First lets take the definition of a Repository. Webster defines a repository as …a place, room, or container where something is deposited or stored.. Note that here is nothing in this definition about the quality of the things being stored or the process to check to see if new incoming items are duplicates of things already in the repository. If I have 100 users they could each define "Customer" as the see fit and put their own definition into the metadata repository as their own definition. No problems.

On the other had lets take the word Registry. A Registry has the connotation of more than just a shared dumping ground. Registries have the additional capability to create workflow processes to check that new metadata is not a duplicate (for a given namespace). One of the definitions from Webster is an official record book. Note the word official.

A Repository is similar to a front-porch of a house. No locks prevent new things from landing there. But a Registry is a protected back room where human-centric workflow processes are used ensure that metadata items are non-duplicates, precise, consistent, concise, distinct, approved and unencumbered with business rules that prevent reuse across an enterprise. These registries have become the central foundation that agility can be baked-in to many enterprise process. The latest version of the Kimball's Data Warehouse Lifecycle Toolkit (which is actually a very good read) even goes as far as to call their process "metadata-driven". Not different the model-driven development world.

Registries have the implicit connotation of trust behind them. They now serve a a central process for the creation of shared meaning across the enterprise. Definitions in a registry have been vetted by an enterprise-level organization that has the responsibility of enterprise data stewardship. They have a high probability of being consistent with industry best-practices and vertical industry standards. Registries are the go-to source for creating canonical XML schemas, enterprise ontologies or conformed dimensions in a OLAP cube. Repositories are personal or small departmental definitions of an isolated view of the world.

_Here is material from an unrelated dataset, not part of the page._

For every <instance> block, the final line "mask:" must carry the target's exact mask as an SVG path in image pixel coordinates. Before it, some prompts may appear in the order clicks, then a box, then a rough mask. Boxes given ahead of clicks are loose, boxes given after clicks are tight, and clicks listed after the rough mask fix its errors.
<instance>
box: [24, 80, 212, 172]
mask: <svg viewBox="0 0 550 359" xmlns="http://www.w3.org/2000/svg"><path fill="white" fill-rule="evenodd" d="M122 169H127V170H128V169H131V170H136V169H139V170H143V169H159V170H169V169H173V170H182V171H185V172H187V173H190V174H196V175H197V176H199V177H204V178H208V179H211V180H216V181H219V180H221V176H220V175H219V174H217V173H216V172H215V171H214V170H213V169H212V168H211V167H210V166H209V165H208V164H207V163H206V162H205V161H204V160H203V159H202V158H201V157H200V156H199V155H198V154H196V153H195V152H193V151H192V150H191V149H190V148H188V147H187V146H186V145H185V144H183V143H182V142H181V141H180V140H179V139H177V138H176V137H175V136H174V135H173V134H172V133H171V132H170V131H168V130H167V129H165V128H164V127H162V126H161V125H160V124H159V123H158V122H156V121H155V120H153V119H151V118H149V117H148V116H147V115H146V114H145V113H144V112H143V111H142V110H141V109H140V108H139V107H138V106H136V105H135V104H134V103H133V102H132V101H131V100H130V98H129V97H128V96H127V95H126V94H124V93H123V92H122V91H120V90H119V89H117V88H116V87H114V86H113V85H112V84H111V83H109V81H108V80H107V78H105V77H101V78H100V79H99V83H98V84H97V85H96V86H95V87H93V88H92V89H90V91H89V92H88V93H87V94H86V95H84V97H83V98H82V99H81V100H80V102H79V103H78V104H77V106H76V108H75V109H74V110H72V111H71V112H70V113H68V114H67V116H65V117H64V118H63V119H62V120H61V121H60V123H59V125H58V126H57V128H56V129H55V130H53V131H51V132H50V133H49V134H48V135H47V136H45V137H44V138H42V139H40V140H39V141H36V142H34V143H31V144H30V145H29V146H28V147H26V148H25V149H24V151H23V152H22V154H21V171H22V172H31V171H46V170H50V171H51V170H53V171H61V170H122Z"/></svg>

None of these ideas are really new. They are at the core of the ISO/IEC 11179 metadata registry standard. Note that they don't call it a repository standard! People are just now starting to understand how important Registries are in most enterprise-wide systems. The growth of Business Intelligence and Enterprise Data Warehouse terminology and Service Oriented Architectures is a good place to see the rise of repositories and registries. We now see service registries, portlet registries, model registries...the list goes on-and-on.

Much of the background on the differences between the use of repositories and registries can be traced way back to the early days of object-oriented systems in the 1995 book Succeeding with Objects by Adele Goldberg and Kenneth Rubin. This was one of the first books on enterprise reuse strategies and they defined the concept enterprise asset reuse and the need for a trust-driven repository as a basis for reusing assets. They identified a multi-step process for reviewing new submissions to determine if the submission duplicated existing assets. They showed how critical it was to classify items in a registry and search an existing registry for duplicates before new items are added. If you can get a copy of the book I would suggest you read the section on "Set Up a Process for Maintaining Reusable Assets" on page 245.

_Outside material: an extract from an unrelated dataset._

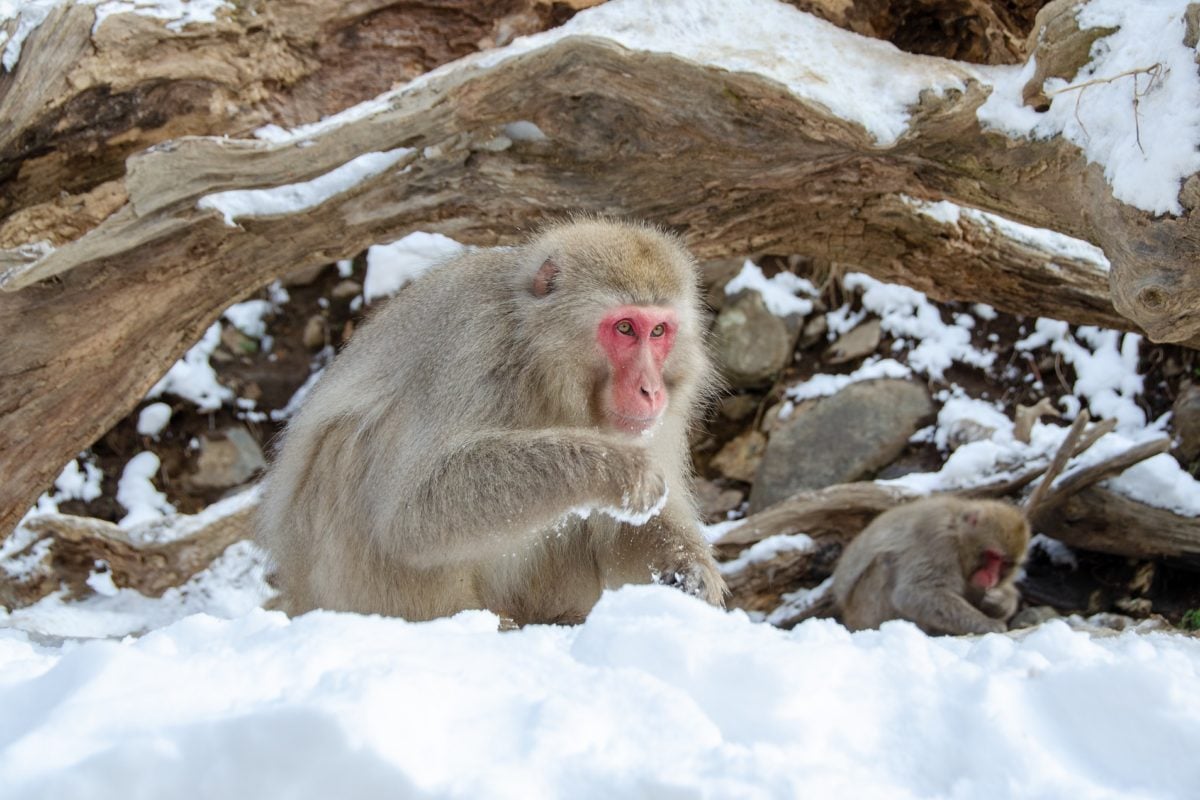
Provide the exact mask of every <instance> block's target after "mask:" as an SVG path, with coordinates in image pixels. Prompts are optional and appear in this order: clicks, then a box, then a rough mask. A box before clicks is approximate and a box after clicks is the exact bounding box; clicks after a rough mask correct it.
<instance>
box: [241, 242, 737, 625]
mask: <svg viewBox="0 0 1200 800" xmlns="http://www.w3.org/2000/svg"><path fill="white" fill-rule="evenodd" d="M710 374H712V367H710V365H709V360H708V355H707V351H706V348H704V333H703V318H702V311H701V300H700V291H698V287H697V271H696V265H695V261H694V260H692V258H691V255H690V254H689V253H688V252H686V251H685V249H684V248H683V247H682V246H680V243H679V242H678V241H677V240H676V239H674V237H673V236H670V235H666V234H664V233H661V231H659V230H658V229H655V228H653V227H649V225H642V224H624V223H617V222H607V221H600V219H590V221H589V219H578V221H575V222H570V223H563V224H558V225H553V227H550V228H547V229H545V230H542V231H541V233H540V234H538V235H535V236H533V237H532V239H530V240H529V241H527V242H526V243H523V245H521V246H517V247H497V248H490V249H474V251H469V252H466V253H463V254H462V255H460V257H457V258H455V259H452V260H451V261H449V263H446V264H443V265H440V266H438V267H436V269H433V270H431V271H430V272H427V273H426V275H425V276H422V277H420V278H418V279H416V281H415V282H414V283H413V284H412V285H410V287H408V288H407V289H406V290H404V291H403V293H402V294H401V295H398V296H397V297H396V299H394V300H391V301H390V302H389V303H388V305H386V306H385V307H383V308H382V309H380V311H378V312H377V313H374V314H373V315H372V317H371V319H370V320H368V321H367V323H366V324H365V325H364V326H362V327H361V329H360V330H359V331H358V332H356V333H355V335H354V338H353V341H350V343H349V345H348V347H347V348H346V350H343V351H342V353H341V355H338V357H337V360H336V361H335V362H334V365H332V366H331V367H330V368H329V369H328V371H326V373H325V374H324V377H323V378H322V379H320V381H319V383H318V384H317V386H316V387H314V389H313V390H312V392H311V395H310V396H308V399H307V401H306V402H305V405H304V408H302V409H301V410H300V413H299V414H298V415H296V416H295V417H294V419H293V420H292V421H290V423H289V425H288V429H287V434H286V435H284V438H283V445H282V449H281V450H280V452H278V455H277V456H276V458H275V464H274V467H272V468H271V471H270V474H269V476H268V480H266V491H265V497H264V499H263V504H262V507H260V510H259V518H258V541H259V542H260V543H262V545H263V546H264V547H265V548H266V551H268V552H269V553H270V554H271V557H272V559H274V561H275V567H276V572H275V579H276V582H277V583H278V585H280V588H281V590H282V606H283V607H284V608H286V609H288V610H289V612H292V613H302V612H306V610H308V609H312V608H329V609H340V610H354V612H364V613H383V614H394V615H398V616H404V618H407V619H412V620H421V619H430V618H434V616H443V615H448V614H454V613H456V612H460V610H462V609H466V608H488V609H492V610H494V612H497V613H498V614H502V615H504V616H508V618H511V619H512V620H515V621H516V622H520V624H524V622H576V621H580V620H582V619H583V618H584V616H586V615H587V613H588V610H589V609H590V608H592V606H593V604H594V603H595V602H596V600H598V599H599V597H600V593H601V591H602V590H604V589H605V588H612V587H619V585H622V584H625V583H650V582H658V583H664V584H670V585H674V587H678V588H679V589H683V590H684V591H688V593H690V594H692V595H696V596H698V597H701V599H703V600H706V601H708V602H710V603H714V604H718V606H720V604H722V603H724V594H725V582H724V581H722V578H721V575H720V572H719V571H718V569H716V564H715V561H714V560H713V555H712V552H710V548H709V546H708V542H707V541H704V537H703V536H702V535H701V531H700V527H698V521H697V512H696V506H695V501H694V500H692V494H691V464H690V457H689V452H688V431H689V428H690V427H691V425H692V423H694V422H695V420H696V417H697V415H698V413H700V409H701V407H702V405H703V403H704V402H706V397H707V396H708V393H709V392H710V391H712V380H710V378H709V375H710Z"/></svg>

The book then goes on to show how organizations can and should be structured to reuse these assets and gives the pros and cons of the differing organization structures and their impact on reuse. This is the basis for the data governance and data stewardship movement in many organizations today.

So the next time someone uses the word registry or repository in a conversation, ask them if they are using the definition of the word that is consistent with the corporate business term registry or is their own private definition from their own repository of imprecisely used buzzwords.